David B. Kopel

David B. Kopel is Research Director of the Independence Institute, a public policy research organization in Denver, Colorado, and is an Associate Policy Analyst with the Cato Institute, in Washington. He is also an Adjunct Professor of Advanced Constitutional Law at Denver University, Sturm College of Law. 

Kopel is one of several contributors to The Volokh Conspiracy, a group weblog of several legal academics, hosted by the Washington Post. From time to time he writes for the Wall Street Journal and other periodicals. He is the author of 17 books, and over 97 scholarly articles published in journals such as the Harvard Law Review, Yale Law Journal, and Johns Hopkins SAIS Review. His topics include constitutional law, international law, criminal justice, technology, antitrust, media issues, and environmental policy. He has contributed entries to nine academic encyclopedias, and served on the Board of Editors for one. 

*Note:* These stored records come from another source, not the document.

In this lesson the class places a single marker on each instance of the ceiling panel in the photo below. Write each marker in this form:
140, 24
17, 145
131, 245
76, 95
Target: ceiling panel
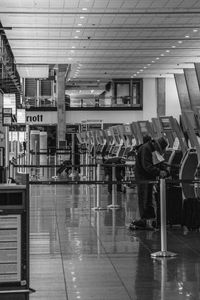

His research has been cited by the U.S. Supreme Court, many lower federal courts, and state supreme courts.

On March 18, 2008, he appeared before the United States Supreme Court as part of the team presenting the oral argument in District of Columbia v. Heller, the Court's first major case on the Second Amendment since 1939. 

Before joining the Independence Institute, he served as an Assistant Attorney General for the State of Colorado, dealing with enforcement of hazardous waste, Superfund, and other environmental laws. In 1998-99, he served as an Adjunct Professor of Law at New York University. He graduated Magna Cum Laude from the University of Michigan Law School, and earned a B.A. in History with Highest Honors from Brown University, where his thesis on Arthur M. Schlesinger, Jr., was awarded the National Geographic Society Prize.